Кобь - "Давьныѣ Покровы Рипѣискыихъ Дрѣвочащь" [2006]

Artist: Кобь
Title: Давьныѣ Покровы Рипѣискыихъ Дрѣвочащь
Genre: Black Metal
Country: Russia
Year: 2006

Track List:
  1. Дрѣвочащь покровъ / Shroud Of Woods / Покрывало лесов
  2. Мордогляди езеръ / Mirrorlakes / Озёрозеркалие
  3. На вѣтра крылахъ / On The Wind's Wings / На крыльях ветра
  4. Мьгланыи одръ / The Hazy Cradle / Туманная колыбель
  5. Въноутре камениевъ / Within The Heart Of Rocks / Во чреве скал
  6. Давьныи Рипѣи / The Eldest Ural / Старший Урал
This band was formed in 1999 in Ekaterinburg by two musicians who never disclosed their identities but apparently weren't newcomers to the metal scene. On their only full-length album released ten years ago on Serpent's Lair Productions, three more musicians were involved, including Satt aka 121 (Velehentor, Valhalla, Nuclear Winter, Closing the Eternity) on khomus, tamborine and keyboards (except for the tracks #1 and #5). Later on, he considered this album to be the paragon of the Urals black metal.

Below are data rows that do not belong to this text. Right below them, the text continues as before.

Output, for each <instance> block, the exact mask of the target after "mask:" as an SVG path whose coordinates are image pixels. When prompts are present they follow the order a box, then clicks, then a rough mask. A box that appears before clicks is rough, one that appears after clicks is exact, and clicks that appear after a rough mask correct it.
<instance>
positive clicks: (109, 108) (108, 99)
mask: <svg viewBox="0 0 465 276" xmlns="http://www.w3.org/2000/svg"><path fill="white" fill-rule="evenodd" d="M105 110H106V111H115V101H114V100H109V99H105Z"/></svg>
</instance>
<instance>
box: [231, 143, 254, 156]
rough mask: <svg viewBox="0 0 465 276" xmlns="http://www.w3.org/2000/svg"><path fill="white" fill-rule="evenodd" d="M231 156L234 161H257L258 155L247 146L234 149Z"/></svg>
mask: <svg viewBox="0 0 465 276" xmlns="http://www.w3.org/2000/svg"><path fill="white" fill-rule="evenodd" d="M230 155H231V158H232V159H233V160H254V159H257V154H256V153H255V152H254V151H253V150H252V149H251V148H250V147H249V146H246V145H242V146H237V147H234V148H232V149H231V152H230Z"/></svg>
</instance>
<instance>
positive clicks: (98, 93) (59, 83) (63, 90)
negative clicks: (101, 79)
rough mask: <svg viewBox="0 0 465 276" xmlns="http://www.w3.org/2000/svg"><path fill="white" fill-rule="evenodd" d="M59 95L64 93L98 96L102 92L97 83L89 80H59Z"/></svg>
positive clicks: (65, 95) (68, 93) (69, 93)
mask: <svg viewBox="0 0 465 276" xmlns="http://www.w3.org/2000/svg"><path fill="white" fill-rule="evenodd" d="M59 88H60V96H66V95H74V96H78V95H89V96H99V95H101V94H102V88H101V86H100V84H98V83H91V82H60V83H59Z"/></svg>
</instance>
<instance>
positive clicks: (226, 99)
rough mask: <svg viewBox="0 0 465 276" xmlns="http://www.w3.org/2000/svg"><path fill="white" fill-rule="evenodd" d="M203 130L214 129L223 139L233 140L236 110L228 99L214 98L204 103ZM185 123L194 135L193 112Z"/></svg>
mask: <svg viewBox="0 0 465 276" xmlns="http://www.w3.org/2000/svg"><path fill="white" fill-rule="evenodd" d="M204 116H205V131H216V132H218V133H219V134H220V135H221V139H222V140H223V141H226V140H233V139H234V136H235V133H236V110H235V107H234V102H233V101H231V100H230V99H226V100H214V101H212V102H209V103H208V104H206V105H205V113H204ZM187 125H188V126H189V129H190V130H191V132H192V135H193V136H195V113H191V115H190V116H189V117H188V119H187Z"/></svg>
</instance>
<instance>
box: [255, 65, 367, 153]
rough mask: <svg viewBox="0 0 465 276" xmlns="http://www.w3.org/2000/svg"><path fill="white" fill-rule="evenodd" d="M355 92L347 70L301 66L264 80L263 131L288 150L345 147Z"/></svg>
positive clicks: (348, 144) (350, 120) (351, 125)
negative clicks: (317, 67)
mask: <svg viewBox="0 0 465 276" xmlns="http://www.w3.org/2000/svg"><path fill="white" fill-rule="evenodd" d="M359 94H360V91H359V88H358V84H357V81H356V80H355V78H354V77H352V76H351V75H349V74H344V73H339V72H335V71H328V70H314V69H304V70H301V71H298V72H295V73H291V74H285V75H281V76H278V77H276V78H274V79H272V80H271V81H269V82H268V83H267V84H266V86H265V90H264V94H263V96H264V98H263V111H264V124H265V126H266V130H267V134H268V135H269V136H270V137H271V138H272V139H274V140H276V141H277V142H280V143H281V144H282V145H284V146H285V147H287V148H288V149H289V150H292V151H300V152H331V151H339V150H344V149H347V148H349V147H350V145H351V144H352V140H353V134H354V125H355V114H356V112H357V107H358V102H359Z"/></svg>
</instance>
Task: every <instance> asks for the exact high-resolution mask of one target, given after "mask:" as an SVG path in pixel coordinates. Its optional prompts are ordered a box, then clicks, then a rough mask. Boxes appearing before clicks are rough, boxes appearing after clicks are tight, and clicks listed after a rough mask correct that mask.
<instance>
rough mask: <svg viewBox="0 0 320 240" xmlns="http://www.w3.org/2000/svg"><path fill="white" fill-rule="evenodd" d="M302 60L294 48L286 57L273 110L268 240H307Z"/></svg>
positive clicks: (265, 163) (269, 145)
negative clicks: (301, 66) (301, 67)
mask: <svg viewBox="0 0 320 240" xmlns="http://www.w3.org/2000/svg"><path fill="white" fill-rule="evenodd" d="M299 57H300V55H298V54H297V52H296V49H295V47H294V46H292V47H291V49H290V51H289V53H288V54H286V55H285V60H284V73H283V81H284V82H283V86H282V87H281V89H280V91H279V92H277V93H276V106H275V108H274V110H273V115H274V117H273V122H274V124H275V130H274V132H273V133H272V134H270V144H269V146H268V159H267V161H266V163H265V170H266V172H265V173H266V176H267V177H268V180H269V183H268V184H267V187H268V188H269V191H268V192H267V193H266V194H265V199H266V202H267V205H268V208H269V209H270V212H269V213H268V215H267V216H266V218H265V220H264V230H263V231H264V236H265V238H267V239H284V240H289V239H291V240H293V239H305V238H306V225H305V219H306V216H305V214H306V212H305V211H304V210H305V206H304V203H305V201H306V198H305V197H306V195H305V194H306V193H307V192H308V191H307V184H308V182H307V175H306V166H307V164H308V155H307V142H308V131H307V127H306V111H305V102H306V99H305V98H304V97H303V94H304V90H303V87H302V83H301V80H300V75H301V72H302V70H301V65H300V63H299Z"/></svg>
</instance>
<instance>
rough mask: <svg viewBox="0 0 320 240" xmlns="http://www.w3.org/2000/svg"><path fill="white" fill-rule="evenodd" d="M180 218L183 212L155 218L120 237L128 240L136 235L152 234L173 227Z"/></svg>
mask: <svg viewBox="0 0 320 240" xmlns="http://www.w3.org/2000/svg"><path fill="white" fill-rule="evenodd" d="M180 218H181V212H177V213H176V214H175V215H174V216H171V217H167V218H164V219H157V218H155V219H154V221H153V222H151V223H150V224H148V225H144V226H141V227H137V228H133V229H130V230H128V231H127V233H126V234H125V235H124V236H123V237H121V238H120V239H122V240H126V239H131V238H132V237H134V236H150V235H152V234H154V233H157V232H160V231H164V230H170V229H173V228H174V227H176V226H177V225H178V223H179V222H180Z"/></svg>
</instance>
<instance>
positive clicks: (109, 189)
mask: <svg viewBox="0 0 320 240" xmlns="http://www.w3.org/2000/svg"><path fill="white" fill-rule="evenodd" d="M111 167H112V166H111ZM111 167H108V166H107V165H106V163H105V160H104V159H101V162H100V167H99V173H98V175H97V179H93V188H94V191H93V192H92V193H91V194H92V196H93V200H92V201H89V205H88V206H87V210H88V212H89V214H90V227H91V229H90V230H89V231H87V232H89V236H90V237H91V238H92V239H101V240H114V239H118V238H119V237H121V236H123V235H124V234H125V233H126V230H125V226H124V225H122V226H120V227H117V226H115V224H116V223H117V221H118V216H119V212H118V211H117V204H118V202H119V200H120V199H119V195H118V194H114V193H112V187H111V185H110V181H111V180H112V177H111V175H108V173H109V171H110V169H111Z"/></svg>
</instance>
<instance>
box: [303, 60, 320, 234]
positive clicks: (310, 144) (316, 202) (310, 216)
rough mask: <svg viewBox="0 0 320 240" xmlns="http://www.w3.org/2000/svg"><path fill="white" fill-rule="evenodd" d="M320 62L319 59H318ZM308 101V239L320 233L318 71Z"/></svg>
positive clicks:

While it's a very quality work beyond any doubt, I was slightly disappointed by it being pretty straightforward black metal with less "exotic" elements than I initially expected (same as with Melechesh or Vör). The khomus parts can be heard clearly, but the other "unorthodox" instruments - not so much. The use of programmed drums may also be off-putting for some listeners (not for me, though). Other than that, it's a very solid atmospheric black metal release heavily inspired by the nature and mysticism of the Ural Mountains (the band members seem to identify it with the legendary Riphean Mountains of Greco-Roman mythology, although that's quite questionable). The track names and at least some of the lyrics are in a language ostensibly similar to the Old Slavonic language, although I doubt its authenticity. Either way, the album name translates to "The Ancient Shroud of Primeval Ural Woods".